Je schneller sich alles ereignet und abläuft, desto mehr verändert sich beziehungsweise schrumpft der Raum. Genauso bleibt die Zeit im Moment ihrer maximalen Geschwindigkeit stehen. Mit dem Ausdruck „rasender Stillstand“ hat Virilio diesen Sachverhalt treffend umschrieben.

In Virilios neuester Veröffentlichung in deutscher Übersetzung, „Der Futurismus des Augenblicks“, geht er darauf ein, so pointiert und assoziativ wie immer. Die örtlichen Definitionen und Fixierungen werden zunehmend unwichtig, wir leben weniger im Raum als in der Zeit. Aber das stationäre Gefährt überholt das mobile und dynamische. Das will sagen: Nicht das Auto fährt, sondern der Raum. Die Bahnstationen entwickeln sich zu Städten und zugleich zu stationären Orten, wo die Menschen kommen und gehen, aber nichts zum Verweilen einlädt. Solche Feststellungen mit ihrem paradoxen Charakter, den Virilio zu lieben scheint, kommen einem zenbuddhistischen Koan gleich.

Die Stadt wird zur „Transitstadt“, zu „Ultrastadt“ und der Bewohner in der ortlos werdenden Welt zum Passagier. Das erinnert an den hintergründigen Satz des französischen Schriftstellers Saint-Pol-Roux: „Le voyageur sera voyagé“ (der Reisende wird gereist oder: Der Reisende ist die Reise selbst).

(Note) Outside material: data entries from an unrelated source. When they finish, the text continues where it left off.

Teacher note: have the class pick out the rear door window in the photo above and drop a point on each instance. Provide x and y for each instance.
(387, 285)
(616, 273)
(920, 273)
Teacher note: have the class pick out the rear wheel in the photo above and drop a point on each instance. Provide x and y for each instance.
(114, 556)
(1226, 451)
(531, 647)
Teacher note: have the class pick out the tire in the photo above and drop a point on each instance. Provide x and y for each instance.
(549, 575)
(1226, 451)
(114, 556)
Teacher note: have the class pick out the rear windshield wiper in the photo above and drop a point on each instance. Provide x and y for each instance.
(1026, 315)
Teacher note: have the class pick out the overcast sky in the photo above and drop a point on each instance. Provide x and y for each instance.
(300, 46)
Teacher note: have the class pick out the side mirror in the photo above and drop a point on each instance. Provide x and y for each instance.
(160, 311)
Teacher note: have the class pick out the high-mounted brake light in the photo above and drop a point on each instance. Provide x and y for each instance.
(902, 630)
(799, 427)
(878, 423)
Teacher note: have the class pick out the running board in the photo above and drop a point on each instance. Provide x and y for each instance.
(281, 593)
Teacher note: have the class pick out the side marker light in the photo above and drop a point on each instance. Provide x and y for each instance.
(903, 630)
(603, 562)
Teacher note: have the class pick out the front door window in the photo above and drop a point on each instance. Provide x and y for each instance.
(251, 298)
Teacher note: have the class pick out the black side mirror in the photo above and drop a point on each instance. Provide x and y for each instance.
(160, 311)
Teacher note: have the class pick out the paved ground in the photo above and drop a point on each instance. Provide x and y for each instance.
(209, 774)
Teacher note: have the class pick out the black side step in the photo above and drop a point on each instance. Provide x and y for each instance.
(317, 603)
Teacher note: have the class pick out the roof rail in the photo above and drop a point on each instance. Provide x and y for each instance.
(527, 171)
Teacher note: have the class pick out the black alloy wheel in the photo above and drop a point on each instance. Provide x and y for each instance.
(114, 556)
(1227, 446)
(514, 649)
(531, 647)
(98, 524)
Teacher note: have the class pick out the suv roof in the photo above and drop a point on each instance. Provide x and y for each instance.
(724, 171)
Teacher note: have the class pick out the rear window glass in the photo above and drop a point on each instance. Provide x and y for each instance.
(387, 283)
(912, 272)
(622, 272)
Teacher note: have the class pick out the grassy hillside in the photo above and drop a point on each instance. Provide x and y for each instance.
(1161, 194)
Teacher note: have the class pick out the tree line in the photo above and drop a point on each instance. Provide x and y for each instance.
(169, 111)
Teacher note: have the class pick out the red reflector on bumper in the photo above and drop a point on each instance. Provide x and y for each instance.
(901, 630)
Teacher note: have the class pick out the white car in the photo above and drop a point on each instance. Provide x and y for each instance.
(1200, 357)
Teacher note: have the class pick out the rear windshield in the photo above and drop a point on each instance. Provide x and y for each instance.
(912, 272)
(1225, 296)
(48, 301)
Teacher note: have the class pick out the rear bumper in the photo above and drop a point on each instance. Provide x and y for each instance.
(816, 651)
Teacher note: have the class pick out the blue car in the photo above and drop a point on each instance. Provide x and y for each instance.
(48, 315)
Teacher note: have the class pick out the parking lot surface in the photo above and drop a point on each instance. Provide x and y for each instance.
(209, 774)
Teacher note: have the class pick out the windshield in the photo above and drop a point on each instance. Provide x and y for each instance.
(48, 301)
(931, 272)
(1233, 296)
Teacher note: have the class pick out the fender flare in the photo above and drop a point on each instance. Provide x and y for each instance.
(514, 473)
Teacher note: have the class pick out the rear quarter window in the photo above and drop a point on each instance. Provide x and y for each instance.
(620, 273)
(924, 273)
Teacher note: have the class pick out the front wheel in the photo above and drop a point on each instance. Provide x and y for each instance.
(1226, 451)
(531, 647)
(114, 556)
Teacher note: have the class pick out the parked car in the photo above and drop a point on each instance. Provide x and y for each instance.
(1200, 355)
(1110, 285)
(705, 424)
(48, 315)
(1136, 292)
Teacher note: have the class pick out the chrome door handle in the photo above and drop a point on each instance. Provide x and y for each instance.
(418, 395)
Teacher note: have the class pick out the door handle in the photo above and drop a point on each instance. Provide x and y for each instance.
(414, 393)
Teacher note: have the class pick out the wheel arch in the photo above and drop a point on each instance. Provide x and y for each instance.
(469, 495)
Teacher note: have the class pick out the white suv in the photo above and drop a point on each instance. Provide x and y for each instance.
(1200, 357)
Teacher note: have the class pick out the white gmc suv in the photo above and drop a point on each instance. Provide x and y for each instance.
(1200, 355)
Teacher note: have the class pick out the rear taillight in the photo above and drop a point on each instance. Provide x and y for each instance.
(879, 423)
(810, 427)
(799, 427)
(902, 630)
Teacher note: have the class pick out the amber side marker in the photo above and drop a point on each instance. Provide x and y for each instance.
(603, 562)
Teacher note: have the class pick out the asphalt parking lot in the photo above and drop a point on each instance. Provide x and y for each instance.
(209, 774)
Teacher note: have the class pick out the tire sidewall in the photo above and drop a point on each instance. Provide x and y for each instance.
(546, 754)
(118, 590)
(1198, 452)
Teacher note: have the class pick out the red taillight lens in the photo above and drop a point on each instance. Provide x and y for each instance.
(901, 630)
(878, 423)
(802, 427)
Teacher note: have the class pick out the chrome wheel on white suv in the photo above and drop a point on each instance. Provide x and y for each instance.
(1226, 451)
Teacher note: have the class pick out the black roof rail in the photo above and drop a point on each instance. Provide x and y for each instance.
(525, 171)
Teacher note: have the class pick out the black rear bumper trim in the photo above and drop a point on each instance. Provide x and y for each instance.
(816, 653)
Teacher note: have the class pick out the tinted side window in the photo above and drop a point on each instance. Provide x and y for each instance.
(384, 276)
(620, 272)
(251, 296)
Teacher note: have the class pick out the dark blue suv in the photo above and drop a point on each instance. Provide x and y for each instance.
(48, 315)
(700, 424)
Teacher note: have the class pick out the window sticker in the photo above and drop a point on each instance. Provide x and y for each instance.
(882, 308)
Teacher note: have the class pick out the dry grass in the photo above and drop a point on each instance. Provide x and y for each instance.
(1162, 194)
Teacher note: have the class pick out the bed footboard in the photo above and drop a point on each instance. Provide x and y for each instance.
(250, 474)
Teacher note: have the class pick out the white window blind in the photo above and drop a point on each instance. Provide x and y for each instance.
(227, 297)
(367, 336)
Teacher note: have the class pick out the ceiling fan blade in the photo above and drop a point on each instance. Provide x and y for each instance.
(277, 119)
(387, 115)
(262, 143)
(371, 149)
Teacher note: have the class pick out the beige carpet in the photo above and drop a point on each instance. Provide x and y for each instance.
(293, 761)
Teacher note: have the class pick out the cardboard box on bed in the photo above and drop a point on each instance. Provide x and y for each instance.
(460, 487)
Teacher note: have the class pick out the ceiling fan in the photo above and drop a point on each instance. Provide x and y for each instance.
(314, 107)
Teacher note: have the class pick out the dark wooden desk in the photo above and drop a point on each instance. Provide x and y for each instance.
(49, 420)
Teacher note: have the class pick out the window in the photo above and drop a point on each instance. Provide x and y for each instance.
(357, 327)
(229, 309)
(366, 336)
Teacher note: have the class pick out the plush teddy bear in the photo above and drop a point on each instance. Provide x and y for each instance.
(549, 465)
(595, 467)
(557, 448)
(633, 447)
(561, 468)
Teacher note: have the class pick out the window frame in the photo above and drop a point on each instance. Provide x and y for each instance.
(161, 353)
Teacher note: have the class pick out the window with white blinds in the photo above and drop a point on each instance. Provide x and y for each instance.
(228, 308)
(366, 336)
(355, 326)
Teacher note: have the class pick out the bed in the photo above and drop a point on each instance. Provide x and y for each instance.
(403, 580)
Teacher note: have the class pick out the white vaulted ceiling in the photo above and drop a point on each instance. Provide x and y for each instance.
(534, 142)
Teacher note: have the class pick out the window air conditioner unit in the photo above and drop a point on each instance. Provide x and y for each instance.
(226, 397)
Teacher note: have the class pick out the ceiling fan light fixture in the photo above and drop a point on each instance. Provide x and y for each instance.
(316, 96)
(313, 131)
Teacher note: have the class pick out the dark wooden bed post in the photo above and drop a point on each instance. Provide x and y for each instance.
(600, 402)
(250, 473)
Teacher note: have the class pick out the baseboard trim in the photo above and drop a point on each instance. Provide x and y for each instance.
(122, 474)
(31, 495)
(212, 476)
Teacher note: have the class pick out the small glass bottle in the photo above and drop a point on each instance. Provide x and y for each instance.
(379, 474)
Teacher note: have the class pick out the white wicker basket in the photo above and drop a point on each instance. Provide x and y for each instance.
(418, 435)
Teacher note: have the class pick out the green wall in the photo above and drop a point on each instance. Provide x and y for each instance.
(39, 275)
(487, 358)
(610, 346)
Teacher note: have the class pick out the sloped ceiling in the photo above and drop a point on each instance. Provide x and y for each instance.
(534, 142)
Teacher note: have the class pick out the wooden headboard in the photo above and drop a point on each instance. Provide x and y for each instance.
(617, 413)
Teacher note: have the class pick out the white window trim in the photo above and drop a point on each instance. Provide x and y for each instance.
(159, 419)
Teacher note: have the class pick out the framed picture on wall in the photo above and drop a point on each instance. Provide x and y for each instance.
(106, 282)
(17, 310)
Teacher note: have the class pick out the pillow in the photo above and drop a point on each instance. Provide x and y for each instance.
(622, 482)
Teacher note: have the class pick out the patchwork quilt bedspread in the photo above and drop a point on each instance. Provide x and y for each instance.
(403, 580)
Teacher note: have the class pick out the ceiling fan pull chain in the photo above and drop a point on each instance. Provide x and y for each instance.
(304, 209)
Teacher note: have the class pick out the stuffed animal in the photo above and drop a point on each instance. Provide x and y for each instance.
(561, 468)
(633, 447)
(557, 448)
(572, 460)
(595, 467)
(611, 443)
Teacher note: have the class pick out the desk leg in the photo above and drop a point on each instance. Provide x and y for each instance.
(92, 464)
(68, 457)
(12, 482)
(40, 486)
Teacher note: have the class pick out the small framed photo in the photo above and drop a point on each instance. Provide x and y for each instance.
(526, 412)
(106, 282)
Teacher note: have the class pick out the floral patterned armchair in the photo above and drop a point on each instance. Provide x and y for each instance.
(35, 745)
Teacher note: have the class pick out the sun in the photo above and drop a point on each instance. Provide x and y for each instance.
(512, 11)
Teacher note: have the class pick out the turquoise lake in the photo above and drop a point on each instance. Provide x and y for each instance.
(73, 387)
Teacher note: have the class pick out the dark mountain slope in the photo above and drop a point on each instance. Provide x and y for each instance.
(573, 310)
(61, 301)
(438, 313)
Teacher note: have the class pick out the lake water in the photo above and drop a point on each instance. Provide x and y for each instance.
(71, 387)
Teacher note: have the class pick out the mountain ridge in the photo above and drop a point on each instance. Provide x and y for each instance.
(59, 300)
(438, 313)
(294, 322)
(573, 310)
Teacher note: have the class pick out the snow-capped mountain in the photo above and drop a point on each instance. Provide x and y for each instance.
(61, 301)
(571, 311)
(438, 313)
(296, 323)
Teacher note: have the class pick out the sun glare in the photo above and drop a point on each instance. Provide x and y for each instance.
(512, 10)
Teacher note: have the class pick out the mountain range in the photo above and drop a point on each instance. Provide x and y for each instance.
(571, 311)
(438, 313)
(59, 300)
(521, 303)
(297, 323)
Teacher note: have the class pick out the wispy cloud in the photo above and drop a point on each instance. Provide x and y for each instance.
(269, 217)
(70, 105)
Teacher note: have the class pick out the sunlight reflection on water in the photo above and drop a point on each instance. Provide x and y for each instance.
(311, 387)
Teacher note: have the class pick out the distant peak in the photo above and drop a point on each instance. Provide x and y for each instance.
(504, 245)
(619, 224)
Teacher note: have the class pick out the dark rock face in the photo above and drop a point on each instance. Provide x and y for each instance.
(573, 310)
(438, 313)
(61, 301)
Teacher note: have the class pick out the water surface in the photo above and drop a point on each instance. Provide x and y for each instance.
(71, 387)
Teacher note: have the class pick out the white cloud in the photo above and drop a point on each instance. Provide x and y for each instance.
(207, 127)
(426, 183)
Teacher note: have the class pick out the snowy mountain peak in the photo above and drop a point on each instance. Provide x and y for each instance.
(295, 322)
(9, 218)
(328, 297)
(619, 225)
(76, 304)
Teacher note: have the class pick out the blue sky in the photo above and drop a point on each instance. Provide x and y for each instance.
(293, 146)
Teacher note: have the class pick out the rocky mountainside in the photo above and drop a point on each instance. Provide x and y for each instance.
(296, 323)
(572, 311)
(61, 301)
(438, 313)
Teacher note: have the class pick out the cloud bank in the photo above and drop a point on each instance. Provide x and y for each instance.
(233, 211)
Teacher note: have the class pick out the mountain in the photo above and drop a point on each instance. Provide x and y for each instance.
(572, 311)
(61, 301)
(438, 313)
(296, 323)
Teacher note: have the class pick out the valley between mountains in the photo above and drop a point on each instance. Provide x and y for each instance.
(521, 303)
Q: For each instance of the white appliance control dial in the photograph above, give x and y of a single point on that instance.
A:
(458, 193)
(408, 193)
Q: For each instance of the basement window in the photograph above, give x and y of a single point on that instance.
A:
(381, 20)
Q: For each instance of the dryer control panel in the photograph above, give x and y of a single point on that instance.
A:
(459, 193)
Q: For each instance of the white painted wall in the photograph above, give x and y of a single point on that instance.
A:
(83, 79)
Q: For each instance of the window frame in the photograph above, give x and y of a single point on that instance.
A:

Wir leben in einem Zeitalter der allgemeinen Mobilmachung. Mit den Pendlerströmen fängt es an. Was Virilio mehr interessiert, sind die Migrationsströme, die heute in der Welt zu beobachten sind, die Umsiedlungen in China und das Problem der Wanderarbeiter, die Vertreibungen in Afrika, die Einwanderung in den Schengenraum. Das Elend in der Welt nimmt unter diesem Umständen immer mehr zu. Der Mensch wird zur humanen Ressource, wenn die natürlichen Rohstoffe ausgehen. Eine rasend gewordene Welt bekommt hier noch einen weiteren Sinn.

Virilio sieht das mit einem Entsetzen, das ihn tief bewegt. Er ist ein konservativer Denken, der nicht an eine bessere Zukunft glaubt, und dass die Entwicklung sich aufhalten liesse, ist unwahrscheinlich. Seine Aufgabe sieht Virilio darin, die Verhältnisse so deutlich wie möglich zu beschreiben. Dass dabei die alten Begriffe und Kriterien in einer sich schnell verändernden Welt nicht mehr viel taugen, wird schnell klar. Der andere Blick, den Virilio einnimmt, macht es erst möglich, die Lage der Welt besser zu durchschauen.

Paul Virilio: Der Futurismus des Augenblicks. Aus dem Französischen von Paul Maercker. Wien (Passagen Verlag) 2010. Fr. 18.90.